With more than 2,000 people waiting for a council home in Sedgemoor – but not a single home built here last year, Labour pledges a “housing revolution” with the biggest council house building programme for decades. Labour’s manifesto launching tomorrow (Thursday) will include new plans for the biggest council and social housing programme in decades to transform the lives of millions of people struggling to afford a decent home because of the housing crisis. The new plans will be paid for with funding from Labour’s Social Transformation Fund.

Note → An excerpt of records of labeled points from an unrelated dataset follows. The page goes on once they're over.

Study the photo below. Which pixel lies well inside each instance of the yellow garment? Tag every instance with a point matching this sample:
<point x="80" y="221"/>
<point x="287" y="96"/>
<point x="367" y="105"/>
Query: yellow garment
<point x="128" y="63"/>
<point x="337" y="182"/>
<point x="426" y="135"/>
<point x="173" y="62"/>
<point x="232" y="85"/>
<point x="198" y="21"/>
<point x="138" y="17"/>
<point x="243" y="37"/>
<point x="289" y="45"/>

Half of Labour’s Social Transformation Fund – around £75bn over five years – will be allocated to housing.
Labour candidate for Bridgwater and West Somerset, Oliver Thornton, supports the programme saying “The homes will be built to cutting edge design and green standards, with Labour citing the new, award winning Goldsmith Street council development in Labour-led Norwich as an example of what Labour’s modern council housing could look like.”
What Labour’s plans will mean:
- scaling up council house building so that we are building 100,000 council homes a year by the end of the parliament, a more than 3,500% increase.
- building at least 50,000 additional genuinely affordable homes a year through Housing Associations by the end of the parliament.
- at least 150,000 new council and social homes a year within five years, delivering the biggest council housebuilding programme since the years immediately after the Second World War, and the biggest overall affordable housebuilding programme since the 1960s.
New figures show that at the current rate of building of council and social homes (fewer than 10 homes per year), it would take over 200 years to house all 2,096 people on council housing waiting lists in a social rented home.
Oliver added “The number of socially rented homes being built in Sedgemoor has fallen from 238 in 2010/11, when the last Labour government’s funding for councils was still being delivered, to no homes at all in 2017/18, the last financial year for which there are figures. Since 2010, local authorities have been prevented from building adequate social housing by the Tories and Lib Dems, with council budgets cut by £16bn since they came to power. Despite more than a million households being stuck on council waiting lists, affordable housing was one of the first and deepest cuts the Conservatives made after 2010, and Government figures show that last year the number of Government-funded affordable homes for social rent built fell by 90%, to fewer than 1,000, while Government figures suggest fewer than 3,000 council homes were built.”
Helping Young and Old alike
Oliver said “Last week, the Office for National Statistics (ONS) said that over the last two decades, there has been a 46% increase in the number of young people aged 20-34 living with their parents. The scale of Labour’s building programme will mean that homes will be available in every area for families, trapped younger renters, and older people in sub-standard homes. As part of the new programme, Labour will scrap the Conservatives’ bogus definition of ‘affordable’ housing replacing it with a new Labour definition linked to local incomes, including social rent – which works out at around half the level of market rents – alongside new living rent and homes for low-cost ownership.”
Housing for the Many not the Few
Jeremy Corbyn, Leader of the Labour Party, said: “Housing should be for the many, not a speculation opportunity for dodgy landlords and the wealthy few. I am determined to create a society where working class communities and young people have access to affordable, good quality council and social homes. Everyone knows someone affected by the housing crisis. Labour is offering real change to fix it.”
John Healey, Labour’s Shadow Housing Secretary, said: “The next Labour Government will kick-start a housing revolution, with the biggest investment in new council and social homes this country has seen for decades. Labour’s transformational housing plans will mean thousands more genuinely affordable homes for people on ordinary incomes in every area of the country.Our modern council and social housing will be built to cutting-edge design and green standards providing a long-term investment in our country’s future.”
A brilliant Manifesto but with regard to Social / council Housing 1) exempt from “Right to Buy” and 2) subject to a “means test” every ten years.